Les risques sanitaires
- Chez les personnes "saines" :
"Quand le taux d’ozone est très élevé, ce qui n’est pas le cas en ce moment puisque le niveau de pollution ne dépasse pas le niveau 1 d’information, la pollution peut entraîner des irritations oculaires ou nasales et aggraver l’asthme."
- Chez les asthmatiques :
"20% d’entre eux diminuent leur fonction ventilatoire de 4%. Cette baisse est passagère et peu grave, car l’organisme s’adapte rapidement. Le risque est beaucoup plus important lorsque les asthmatiques sont confrontés au tabagisme, actif ou passif, et à d’autres types de pollution provoqués par des cuisinières au gaz ou des barbecue, par exemple."

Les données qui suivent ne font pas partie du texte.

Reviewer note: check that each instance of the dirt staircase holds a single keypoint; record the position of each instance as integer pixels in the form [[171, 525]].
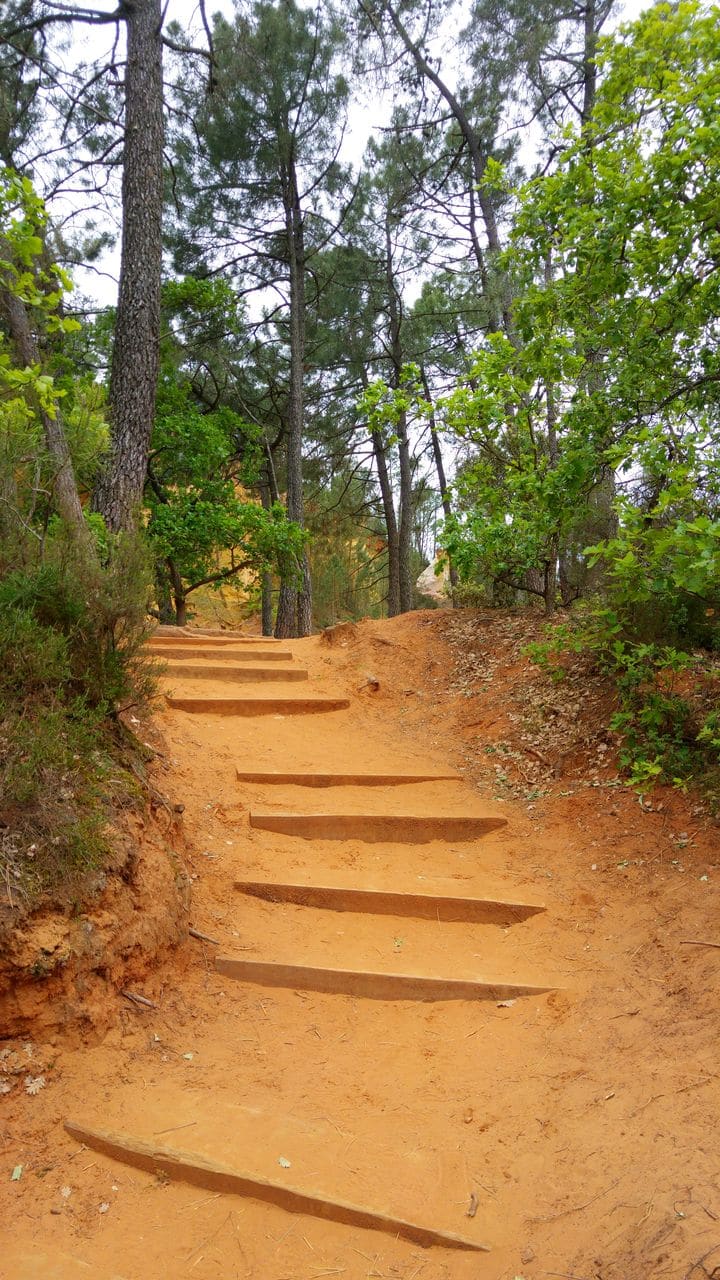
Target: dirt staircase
[[379, 848]]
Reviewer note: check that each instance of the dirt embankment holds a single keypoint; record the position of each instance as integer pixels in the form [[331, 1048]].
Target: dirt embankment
[[60, 970], [577, 1124]]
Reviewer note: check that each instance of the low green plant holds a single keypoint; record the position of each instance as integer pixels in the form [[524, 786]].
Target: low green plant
[[71, 659]]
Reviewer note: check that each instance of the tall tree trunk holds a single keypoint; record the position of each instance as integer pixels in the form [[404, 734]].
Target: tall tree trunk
[[405, 530], [391, 526], [267, 577], [440, 469], [405, 522], [180, 598], [133, 371], [64, 487], [295, 606]]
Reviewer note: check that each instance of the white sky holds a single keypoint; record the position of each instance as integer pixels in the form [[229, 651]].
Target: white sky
[[368, 112]]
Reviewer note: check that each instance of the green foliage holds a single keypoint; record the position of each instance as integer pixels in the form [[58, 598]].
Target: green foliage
[[69, 654], [203, 524], [614, 364], [384, 406]]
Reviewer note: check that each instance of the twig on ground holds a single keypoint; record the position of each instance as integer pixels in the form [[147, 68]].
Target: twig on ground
[[700, 1262], [203, 937], [577, 1208], [139, 1000]]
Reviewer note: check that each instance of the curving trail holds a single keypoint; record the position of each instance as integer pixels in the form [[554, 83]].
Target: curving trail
[[388, 1050]]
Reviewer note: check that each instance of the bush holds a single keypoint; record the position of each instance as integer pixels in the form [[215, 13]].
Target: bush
[[71, 640]]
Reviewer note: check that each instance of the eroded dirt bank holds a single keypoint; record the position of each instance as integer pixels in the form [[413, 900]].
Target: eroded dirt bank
[[575, 1127]]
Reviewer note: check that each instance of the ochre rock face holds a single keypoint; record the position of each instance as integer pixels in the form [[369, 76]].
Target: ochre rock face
[[436, 585]]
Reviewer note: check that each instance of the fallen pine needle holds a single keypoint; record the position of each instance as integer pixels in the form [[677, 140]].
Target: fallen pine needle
[[174, 1128]]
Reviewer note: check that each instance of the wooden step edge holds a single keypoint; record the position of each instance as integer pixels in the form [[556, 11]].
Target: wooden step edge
[[258, 705], [369, 984], [236, 658], [200, 638], [343, 780], [409, 828], [422, 906], [292, 675], [213, 1176]]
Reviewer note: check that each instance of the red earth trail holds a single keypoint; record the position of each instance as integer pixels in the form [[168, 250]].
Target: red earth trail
[[424, 1045]]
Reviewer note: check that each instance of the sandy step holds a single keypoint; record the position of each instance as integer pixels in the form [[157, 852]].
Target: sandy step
[[423, 906], [227, 656], [258, 705], [342, 780], [399, 828], [233, 675], [373, 984], [220, 1178], [169, 635]]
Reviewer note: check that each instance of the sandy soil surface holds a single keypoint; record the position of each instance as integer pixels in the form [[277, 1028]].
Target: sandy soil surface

- Chez les personnes âgées :
"Elles sont quasiment insensibles à la pollution car leurs voies respiratoires sont figées. En revanche, elles sont beaucoup plus sensibles à la canicule."
- Chez les enfants :
"C’est une population peut-être un tout petit peu plus sensible aux aggravations de gênes respiratoires."
Les précautions à prendre
"Il faut éviter de faire du sport à 14 heures, en plein soleil ! Bien entendu, il faut boire beaucoup. Les personnes souffrant d’insuffisances cardiaques doivent consulter leur médecin pour vérifier leur taux de sodium et de potassium : en général, les régimes sans sel stricts et la prise de diurétiques peuvent entraîner des complications du fait de la chaleur, mais pas de la pollution. Quand aux asthmatiques, ils doivent bien prendre leurs médicaments matin et soir. Or, un tiers des 20% d’asthmatiques plus sensibles à la pollution oublient de le faire", indique Jean-Claude Puget.
"Depuis six ans, nous n’avons pas constaté, au Centre, d’afflux significatif de malades lors des pics de pollution. En revanche, l’afflux est notable quand ces pics interviennent pendant une période d’épidémie virale. C’est souvent le cas en hiver", ajoute-t-il. Et de conclure avec malice : "La seule épidémie que je constate en ce moment, c’est une épidémie de… journalistes, qui viennent m’interviewer sur les risques sanitaires de la pollution !" Que les lecteurs se rassurent, cette épidémie n’est pas contagieuse.